Berkat kebohongan, peristiwa sakral Proklamasi 17 Agustus 1945 dapat didokumentasikan dan disaksikan oleh kita hingga kini. Saat tentara Jepang ingin merampas negatif foto yang mengabadikan peristiwa penting
tersebut, Frans Mendoer, fotografer yang merekam detik-detik proklamasi, berbohong kepada mereka. Dia bilang tak punya negatif itu dan sudah diserahkan kepada Barisan Pelopor, sebuah gerakan perjuangan. Mendengar jawaban itu, Jepang pun marah besar. Padahal negatif film itu ditanam di bawah sebuah pohon di halaman Kantor harian Asia Raja. Setelah Jepang pergi, negatif itu diafdruk dan dipublikasi secara luas hingga bisa dinikmati sampai sekarang. Bagaimana kalau Mendoer bersikap jujur pada Jepang?

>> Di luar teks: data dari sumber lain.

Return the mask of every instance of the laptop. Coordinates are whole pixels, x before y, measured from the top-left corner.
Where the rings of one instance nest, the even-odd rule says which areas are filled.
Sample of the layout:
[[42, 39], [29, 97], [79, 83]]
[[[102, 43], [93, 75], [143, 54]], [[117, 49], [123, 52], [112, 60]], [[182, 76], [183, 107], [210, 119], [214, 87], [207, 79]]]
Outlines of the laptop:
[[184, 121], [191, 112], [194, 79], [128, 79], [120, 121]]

Gelar Proklamator untuk Bung Karno dan Bung Hatta, hanyalah gelar lisan yang diberikan rakyat Indonesia kepadanya selama 41 tahun! Sebab, baru 1986 Permerintah memberikan gelar proklamator secara resmi kepada mereka.
Kalau saja usul Bung Hatta diterima, tentu Indonesia punya “lebih dari dua” proklamator. Saat setelah konsep naskah Proklamasi Kemerdekaan Indonesia rampung disusun di rumah Laksamana Maeda, Jl Imam Bonjol no. 1, Jakarta, Bung Hatta mengusulkan semua yang hadir saat rapat din hari itu ikut menandatangani teks proklamasi yang akan dibacakan pagi harinya. Tetapi usul ditolak oleh Soekarni, seorang pemuda yang hadir. Rapat itu dihadiri Soekarno, Hatta dan calon proklamator yang gagal : Achmad Soebardjo, Soekarni dan Sajuti Melik. “Huh, diberi kesempatan membuat sejarah tidak mau”, gerutu Bung Hatta karena usulnya ditolak.
Perjuangan frontal melawan Belanda, ternyata tidak hanya menelan korban rakyat biasa, tetapi juga seorang menteri kabinet RI. Soepeno, Menteri Pembangunan dan Pemuda dalam Kabinet Hatta, merupakan satu-satunya menteri yang tewas ditembak Belanda. Sebuah ujung revolver, dimasukkan ke dalam mulutnya dan diledakkan secara keji oleh seorang tentara Belanda. Pelipis kirinya tembus kena peluru. Kejadian tersebut terjadi pada 24 Februari 1949 pagi di sebuah tempat di Kabupaten Nganjuk , Jawa Timur. Saat itu, Soepeno dan ajudannya sedang mandi sebuah pancuran air terjun.
Belum ada negara di dunia yang memiliki ibu kota sampai tiga dalam kurun waktu relatif singkat. Antara 1945 dan 1948, Indonesia mempunyai 3 ibu kota, yakni Jakarta (1945-1946), Yogyakarta ( 1946-1948 ) dan Bukittinggi (1948-1949).